The A3C method in Reinforcement Learning (RL) combines both a critic’s value function (how good a state is) and an actor’s policy (a set of action probability for a given state). I promise this explanation doesn’t not contain greek letters or calculus. It only contains English alphabets and subtraction in math.

Diagram

Taken from “Hands-On Reinforcement Learning with Python by Sudharsan Ravichandiran”

Advantage in A3C is used to determine which actions were “good” and “bad”, and it is updated to encourage or discourage accordingly. Note that this also informs the agent how much better it is than expected. This is better than just using discounted rewards in vanilla Deep Q-learning. To see why, below is a formal explanation.

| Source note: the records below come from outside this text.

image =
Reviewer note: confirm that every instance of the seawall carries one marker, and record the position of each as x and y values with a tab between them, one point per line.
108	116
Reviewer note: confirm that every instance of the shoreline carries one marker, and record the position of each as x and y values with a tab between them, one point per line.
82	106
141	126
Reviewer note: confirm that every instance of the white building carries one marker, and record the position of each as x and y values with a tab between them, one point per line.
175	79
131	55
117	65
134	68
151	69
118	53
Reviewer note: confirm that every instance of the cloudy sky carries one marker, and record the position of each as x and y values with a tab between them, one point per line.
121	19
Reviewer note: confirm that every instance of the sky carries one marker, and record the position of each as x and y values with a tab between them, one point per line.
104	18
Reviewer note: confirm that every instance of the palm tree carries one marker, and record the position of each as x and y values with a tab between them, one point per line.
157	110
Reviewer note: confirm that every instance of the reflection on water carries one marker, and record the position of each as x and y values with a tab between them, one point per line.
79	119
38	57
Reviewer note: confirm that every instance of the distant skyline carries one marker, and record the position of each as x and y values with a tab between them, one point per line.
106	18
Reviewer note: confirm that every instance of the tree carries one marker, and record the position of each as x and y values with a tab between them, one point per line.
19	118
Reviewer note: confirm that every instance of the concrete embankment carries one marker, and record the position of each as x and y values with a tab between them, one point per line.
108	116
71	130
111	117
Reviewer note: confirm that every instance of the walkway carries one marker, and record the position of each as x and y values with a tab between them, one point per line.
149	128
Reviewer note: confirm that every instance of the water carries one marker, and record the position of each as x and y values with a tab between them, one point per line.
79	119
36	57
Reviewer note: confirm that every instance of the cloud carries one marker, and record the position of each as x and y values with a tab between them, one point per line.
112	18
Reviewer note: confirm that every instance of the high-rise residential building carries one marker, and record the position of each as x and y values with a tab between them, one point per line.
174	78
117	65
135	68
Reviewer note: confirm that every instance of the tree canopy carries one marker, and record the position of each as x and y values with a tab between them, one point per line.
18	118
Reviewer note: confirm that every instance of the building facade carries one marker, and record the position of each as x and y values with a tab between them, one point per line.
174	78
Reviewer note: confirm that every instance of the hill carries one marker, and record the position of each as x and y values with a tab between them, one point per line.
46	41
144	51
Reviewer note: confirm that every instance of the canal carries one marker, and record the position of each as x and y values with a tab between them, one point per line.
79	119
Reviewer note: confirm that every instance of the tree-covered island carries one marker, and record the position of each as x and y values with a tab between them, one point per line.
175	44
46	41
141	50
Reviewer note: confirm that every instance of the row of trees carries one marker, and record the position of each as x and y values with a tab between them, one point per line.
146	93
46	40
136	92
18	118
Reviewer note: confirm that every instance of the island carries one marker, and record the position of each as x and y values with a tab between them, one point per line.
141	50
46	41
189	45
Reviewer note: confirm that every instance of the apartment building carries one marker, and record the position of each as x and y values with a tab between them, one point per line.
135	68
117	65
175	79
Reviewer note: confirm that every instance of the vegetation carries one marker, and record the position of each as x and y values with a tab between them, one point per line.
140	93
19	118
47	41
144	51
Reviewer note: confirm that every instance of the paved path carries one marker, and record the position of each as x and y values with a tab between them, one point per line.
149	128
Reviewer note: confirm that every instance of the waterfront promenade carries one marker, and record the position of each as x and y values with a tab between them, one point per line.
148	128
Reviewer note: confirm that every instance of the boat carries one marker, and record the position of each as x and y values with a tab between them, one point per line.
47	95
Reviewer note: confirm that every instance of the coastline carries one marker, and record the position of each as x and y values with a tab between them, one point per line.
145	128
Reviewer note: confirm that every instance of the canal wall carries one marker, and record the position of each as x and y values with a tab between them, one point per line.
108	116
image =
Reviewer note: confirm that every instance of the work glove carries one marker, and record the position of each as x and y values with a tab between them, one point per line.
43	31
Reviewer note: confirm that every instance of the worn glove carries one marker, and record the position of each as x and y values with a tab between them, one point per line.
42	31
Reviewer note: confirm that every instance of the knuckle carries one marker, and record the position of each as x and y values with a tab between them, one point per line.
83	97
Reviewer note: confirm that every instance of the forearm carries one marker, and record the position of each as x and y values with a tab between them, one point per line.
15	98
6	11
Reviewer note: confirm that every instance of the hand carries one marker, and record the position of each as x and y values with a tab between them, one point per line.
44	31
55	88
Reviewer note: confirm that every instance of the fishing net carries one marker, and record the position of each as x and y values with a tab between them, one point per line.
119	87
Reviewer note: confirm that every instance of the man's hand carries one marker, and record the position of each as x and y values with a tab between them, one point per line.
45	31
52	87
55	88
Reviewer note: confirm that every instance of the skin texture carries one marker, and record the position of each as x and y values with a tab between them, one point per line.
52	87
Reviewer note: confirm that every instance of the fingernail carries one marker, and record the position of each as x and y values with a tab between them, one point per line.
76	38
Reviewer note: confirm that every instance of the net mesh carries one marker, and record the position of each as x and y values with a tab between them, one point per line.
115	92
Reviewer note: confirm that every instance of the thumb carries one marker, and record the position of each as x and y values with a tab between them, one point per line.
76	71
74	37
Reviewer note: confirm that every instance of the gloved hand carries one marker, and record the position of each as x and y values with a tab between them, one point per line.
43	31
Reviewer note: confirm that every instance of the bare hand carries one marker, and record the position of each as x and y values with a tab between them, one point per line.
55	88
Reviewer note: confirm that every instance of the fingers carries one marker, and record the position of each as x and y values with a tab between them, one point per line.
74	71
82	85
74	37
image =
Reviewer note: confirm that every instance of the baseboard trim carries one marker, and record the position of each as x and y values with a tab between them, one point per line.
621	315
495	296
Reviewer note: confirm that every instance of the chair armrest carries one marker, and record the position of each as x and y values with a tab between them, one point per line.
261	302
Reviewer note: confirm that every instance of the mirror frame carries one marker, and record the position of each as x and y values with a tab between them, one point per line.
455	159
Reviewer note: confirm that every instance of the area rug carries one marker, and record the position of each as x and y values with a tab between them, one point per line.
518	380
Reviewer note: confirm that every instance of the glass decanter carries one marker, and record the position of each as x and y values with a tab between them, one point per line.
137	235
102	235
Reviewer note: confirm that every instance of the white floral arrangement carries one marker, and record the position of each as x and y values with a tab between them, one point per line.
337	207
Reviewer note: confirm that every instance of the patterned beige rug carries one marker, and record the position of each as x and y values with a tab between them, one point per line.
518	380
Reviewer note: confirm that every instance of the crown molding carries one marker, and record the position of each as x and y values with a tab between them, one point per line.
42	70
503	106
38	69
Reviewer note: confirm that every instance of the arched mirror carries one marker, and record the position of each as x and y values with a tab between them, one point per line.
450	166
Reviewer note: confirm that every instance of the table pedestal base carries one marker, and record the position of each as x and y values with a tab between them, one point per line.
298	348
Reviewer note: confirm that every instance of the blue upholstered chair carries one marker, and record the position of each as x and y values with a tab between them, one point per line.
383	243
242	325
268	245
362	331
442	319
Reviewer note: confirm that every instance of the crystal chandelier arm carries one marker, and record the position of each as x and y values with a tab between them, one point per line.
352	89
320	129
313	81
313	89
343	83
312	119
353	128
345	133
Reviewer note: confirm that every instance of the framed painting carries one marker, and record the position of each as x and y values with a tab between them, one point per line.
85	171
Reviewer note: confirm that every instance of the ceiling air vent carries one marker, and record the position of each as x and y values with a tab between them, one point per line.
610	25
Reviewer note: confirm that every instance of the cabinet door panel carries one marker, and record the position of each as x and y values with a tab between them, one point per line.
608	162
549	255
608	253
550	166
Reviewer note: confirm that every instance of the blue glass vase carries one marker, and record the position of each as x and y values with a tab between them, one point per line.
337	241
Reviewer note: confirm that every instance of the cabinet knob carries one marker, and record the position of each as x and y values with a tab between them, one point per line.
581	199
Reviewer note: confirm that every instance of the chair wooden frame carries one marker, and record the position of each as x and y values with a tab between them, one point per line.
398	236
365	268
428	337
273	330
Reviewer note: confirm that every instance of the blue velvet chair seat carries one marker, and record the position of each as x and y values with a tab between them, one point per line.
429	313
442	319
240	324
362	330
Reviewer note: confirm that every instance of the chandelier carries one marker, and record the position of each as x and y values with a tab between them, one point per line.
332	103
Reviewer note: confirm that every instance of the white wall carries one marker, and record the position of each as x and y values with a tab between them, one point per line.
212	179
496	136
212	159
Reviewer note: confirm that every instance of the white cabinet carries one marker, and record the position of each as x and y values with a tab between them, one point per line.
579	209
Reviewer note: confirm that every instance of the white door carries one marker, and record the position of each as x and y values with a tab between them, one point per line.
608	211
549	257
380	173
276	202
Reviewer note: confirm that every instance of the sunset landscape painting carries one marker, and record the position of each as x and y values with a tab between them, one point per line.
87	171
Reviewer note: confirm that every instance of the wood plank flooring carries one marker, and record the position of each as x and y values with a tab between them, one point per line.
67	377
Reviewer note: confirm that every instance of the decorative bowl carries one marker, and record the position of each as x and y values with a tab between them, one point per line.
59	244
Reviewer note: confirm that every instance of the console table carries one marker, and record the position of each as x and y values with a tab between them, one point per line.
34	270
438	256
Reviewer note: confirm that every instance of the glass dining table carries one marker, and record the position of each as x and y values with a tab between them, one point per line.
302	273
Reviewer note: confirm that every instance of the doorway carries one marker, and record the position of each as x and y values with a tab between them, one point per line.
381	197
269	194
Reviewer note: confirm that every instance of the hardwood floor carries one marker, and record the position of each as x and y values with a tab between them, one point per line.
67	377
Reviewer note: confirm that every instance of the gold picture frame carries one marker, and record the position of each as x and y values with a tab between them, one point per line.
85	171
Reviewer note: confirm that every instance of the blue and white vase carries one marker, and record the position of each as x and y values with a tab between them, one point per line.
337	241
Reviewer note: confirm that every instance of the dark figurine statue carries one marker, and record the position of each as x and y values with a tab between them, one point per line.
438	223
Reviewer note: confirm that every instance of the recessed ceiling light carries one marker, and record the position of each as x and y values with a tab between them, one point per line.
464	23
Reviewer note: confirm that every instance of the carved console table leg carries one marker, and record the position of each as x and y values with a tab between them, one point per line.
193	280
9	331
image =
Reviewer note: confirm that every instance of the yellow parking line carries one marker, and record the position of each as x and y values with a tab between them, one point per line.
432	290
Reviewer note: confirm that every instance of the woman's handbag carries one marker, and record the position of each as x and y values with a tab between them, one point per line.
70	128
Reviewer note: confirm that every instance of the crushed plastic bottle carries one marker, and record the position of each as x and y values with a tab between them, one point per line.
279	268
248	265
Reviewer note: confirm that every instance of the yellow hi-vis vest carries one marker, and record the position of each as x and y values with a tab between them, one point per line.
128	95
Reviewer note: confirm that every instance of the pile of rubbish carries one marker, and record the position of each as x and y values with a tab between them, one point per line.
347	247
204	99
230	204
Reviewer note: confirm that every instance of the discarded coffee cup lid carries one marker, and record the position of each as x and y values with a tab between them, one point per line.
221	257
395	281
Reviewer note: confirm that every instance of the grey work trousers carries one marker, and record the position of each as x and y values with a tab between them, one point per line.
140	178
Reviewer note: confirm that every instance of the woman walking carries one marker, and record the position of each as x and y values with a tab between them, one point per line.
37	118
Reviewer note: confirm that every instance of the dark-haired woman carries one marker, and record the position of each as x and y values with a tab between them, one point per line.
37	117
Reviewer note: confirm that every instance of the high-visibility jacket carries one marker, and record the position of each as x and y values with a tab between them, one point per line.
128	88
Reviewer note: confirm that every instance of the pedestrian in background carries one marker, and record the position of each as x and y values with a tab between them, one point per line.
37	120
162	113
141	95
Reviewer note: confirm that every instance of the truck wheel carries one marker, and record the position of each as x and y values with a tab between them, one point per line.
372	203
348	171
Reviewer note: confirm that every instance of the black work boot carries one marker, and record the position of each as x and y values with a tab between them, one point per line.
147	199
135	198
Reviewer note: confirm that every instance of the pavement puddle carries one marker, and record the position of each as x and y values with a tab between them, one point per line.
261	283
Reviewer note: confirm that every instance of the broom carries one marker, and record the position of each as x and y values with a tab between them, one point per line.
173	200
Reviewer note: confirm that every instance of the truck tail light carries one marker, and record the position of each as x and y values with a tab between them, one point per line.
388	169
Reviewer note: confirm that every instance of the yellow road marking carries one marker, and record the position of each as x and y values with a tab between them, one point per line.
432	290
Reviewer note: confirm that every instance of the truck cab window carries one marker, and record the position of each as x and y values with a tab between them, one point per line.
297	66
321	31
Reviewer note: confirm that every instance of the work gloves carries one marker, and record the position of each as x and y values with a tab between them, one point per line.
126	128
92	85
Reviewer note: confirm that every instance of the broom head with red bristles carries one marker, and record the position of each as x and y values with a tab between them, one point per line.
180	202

The advantage is estimated using discounted rewards (R) and the value from the critic’s value function, how good a state is, V(s). Thus formally:

Estimated Advantage = R-V(s)

In A3C, there is a global network. This network will consist of a neural network to process the input data (states), and the output layers consists of value (how good a state is) and policy (a set of action probability for a given state) estimations.

The following summarizes the process of each episode:

  1. To start the process, each worker initializes its network parameters equal to the global network.
  2. Each worker interacts with its own environment and accumulates experience in the form of tuples (observation, action, reward, done, value) after every interaction.
  3. Once the worker’s experience history reaches our set size, we calculate the discounted return -> estimated advantage -> temporal difference (TD) ->value and policy losses. Note that we also calculate an entropy of the policy to understand the spread of the action probabilities. In other words, a high entropy is the result of similar action probabilities, or uncertain what to do in laymens terms. A low entropy means the agent is very confident (high probability of one action versus the rest) in the action it choses.
  4. Once we’ve obtained the value and policy losses from (3), our forward pass (propagation) through the network is complete. Now it’s time for the backward pass (propagation). Each worker uses these calculated losses to compute the gradients for its network parameters.
  5. We then use the gradients from (4) to update the global network parameters. This is when we reap the benefits of the asynchronous workers. The global network is constantly updated by each worker as they interact with its own environment. The intuition here is that because each worker has it’s own environment, the overall experience for training is more diverse.
  6. This concludes one round-trip (episode) of training. Then it repeats (1–5)

Overall, the value estimates from the critic is used to update the policy in the actor, which works better than traditional policy gradient methods which doesn’t have a value etimate and solely tries to optimize the policy function. Therefore, it may be intuitive to let the critic learn faster (higher learning rate) than the actor.